Anna Ly Ngaye, autrice de trois recueils de poésie et directrice d’une jeune maison d’édition de Dakar, se réjouit de cette tendance, alors qu’elle souligne l’impact que les réseaux sociaux peuvent avoir sur l’accessibilité des œuvres littéraires au Sénégal. « Bien que ce ne soit pas une fin en soi, [les réseaux sociaux] sont une bonne technique pour atteindre un maximum de lecteurs », stipule-t-elle.
Si les auteurs et autrices qui décident de publier à partir du Sénégal ont le soutien d’Anna Ly Ngaye et d’Abdou Mboup, ceux-ci affirment que les auteurs et autrices qui décident d’aller en France n’en sont pas moins patriotiques pour autant. « Un écrivain, ça peut être un patriote, mais un écrivain, avant tout, ça s’exprime », avance M. Mboup.
Revaloriser les prix locaux
La volonté de bâtir un lectorat local est forte dans la communauté littéraire sénégalaise, selon Anna Ly Ngaye. Elle se désole toujours de voir les autrices et auteurs sénégalais qui, explique-t-elle, « ne sont reconnus au Sénégal que lorsqu’ils gagnent des prix en France. »
Selon elle, la revalorisation des institutions littéraires sénégalaises passe par la promotion des prix africains, afin qu’ils prennent une dimension internationale et ne soient plus perçus comme de simples prix locaux à faible influence. Cette année, Mme Ngaye sera elle-même membre du comité de lecture du prix Orange du Livre en Afrique qui récompense les auteurs et autrices africaines d’expression francophone dont les ouvrages sont publiés sur le continent africain.
La « solution de fond »
Le professeur Mbaye Diouf, quant à lui, considère deux types de solutions : une qu’il qualifie de « solution de façade » et l’autre, de « solution de fond ». La première consiste à augmenter le financement des institutions littéraires déjà en place, en organisant notamment des salons littéraires et des festivals.
La seconde, échelonnée dans le temps, consiste à rebâtir le lectorat sénégalais. « Il faut que la population soit formée à lire, sinon les livres ne seront pas consommés au Sénégal », explique-t-il.
Abdou Mboup, président de l’AJES, opine dans le même sens, alors que son association propose des ateliers de familiarisation à la lecture auprès des jeunes de tous âges. Il rappelle d’ailleurs qu’il serait impossible d’écrire sans s’intéresser à la lecture.

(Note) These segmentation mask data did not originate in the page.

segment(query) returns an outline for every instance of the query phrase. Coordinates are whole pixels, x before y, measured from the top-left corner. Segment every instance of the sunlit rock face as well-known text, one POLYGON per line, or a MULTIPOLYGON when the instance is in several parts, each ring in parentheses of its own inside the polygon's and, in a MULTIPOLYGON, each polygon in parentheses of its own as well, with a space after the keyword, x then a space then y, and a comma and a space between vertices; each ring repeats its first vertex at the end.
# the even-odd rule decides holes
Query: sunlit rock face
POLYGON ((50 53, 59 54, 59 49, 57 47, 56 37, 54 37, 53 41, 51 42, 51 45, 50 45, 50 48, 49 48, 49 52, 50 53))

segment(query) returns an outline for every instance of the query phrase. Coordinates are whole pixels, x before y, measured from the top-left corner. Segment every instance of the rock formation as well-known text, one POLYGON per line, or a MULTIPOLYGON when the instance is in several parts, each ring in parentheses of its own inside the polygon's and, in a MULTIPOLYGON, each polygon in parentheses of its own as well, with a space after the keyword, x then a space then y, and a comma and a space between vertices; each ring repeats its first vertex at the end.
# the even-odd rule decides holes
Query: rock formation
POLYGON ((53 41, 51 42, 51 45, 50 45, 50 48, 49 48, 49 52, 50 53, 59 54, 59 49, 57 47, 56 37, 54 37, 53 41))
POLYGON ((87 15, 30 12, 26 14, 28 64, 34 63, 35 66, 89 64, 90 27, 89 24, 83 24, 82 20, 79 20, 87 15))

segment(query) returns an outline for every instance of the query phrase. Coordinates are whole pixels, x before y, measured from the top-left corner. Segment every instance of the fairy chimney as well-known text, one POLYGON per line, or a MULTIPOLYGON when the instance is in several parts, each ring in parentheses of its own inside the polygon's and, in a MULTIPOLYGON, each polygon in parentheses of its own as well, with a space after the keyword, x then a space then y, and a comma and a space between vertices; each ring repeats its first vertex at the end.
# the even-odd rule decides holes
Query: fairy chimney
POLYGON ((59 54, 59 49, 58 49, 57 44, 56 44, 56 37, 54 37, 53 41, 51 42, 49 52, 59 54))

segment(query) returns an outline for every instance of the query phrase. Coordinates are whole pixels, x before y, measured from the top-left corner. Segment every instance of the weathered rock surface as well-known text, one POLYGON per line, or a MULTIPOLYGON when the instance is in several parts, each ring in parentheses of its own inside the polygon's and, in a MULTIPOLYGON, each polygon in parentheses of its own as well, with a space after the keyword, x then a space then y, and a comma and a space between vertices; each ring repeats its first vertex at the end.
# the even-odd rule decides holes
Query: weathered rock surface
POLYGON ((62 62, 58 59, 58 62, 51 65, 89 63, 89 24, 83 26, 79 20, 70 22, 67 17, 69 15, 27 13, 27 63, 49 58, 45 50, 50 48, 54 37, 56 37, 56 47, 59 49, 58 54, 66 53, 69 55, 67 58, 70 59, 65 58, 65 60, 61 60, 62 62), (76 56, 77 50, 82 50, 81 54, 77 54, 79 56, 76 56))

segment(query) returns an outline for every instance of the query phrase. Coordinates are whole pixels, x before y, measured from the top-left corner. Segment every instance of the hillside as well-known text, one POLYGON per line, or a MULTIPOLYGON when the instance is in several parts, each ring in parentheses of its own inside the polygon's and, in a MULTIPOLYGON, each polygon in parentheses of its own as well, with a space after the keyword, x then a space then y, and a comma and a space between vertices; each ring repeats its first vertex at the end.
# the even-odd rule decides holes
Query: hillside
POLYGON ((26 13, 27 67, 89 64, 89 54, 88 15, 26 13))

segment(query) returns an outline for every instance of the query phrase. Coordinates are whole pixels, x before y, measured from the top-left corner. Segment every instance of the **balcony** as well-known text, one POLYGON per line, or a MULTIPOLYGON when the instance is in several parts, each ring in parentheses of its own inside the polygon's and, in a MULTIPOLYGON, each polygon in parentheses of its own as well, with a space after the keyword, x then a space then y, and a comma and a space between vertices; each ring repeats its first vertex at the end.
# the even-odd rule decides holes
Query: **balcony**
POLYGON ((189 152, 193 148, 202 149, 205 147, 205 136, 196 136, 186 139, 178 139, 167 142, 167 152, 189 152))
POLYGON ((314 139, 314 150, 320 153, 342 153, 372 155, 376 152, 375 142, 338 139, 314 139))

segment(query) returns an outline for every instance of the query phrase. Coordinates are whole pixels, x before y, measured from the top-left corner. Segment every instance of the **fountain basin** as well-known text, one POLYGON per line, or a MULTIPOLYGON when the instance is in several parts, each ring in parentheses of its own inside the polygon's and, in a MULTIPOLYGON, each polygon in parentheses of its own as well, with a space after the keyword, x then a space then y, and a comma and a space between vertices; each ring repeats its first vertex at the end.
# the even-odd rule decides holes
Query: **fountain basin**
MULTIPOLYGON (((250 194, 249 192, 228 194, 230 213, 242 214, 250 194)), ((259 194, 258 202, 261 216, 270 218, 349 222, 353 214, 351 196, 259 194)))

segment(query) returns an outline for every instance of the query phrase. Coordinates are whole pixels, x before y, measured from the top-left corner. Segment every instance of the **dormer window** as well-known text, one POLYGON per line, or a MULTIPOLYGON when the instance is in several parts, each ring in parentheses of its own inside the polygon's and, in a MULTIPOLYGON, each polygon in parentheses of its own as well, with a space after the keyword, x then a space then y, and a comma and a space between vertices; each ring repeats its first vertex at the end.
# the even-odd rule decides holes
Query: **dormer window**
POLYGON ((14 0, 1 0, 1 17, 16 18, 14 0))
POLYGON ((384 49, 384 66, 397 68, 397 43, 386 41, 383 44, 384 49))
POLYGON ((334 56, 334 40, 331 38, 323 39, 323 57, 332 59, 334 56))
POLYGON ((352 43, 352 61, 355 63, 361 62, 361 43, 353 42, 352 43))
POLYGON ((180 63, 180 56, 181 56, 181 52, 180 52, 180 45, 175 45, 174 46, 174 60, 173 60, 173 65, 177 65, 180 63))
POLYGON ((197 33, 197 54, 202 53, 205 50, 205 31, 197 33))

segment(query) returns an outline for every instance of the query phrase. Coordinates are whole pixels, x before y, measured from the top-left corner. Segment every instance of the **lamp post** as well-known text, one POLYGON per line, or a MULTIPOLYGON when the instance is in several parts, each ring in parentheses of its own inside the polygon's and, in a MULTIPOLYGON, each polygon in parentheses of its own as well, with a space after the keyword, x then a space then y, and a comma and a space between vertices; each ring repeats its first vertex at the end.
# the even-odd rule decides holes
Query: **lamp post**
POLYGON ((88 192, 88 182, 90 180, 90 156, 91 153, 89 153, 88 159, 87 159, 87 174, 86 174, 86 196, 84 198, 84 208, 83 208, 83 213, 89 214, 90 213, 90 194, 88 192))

Alors que l’UNESCO rapportait en 2017 un taux d’analphabétisme de près de 50% chez les sénégalais et sénégalaises de plus de 15 ans, le travail s’annonce ardu. L’AJES reste cependant optimiste quant au futur littéraire du Sénégal. « Il y a beaucoup de talent ici. Et on garde les livres dans les tiroirs depuis trop longtemps », conclut M, Mboup avec un éclat d’espoir dans la voix.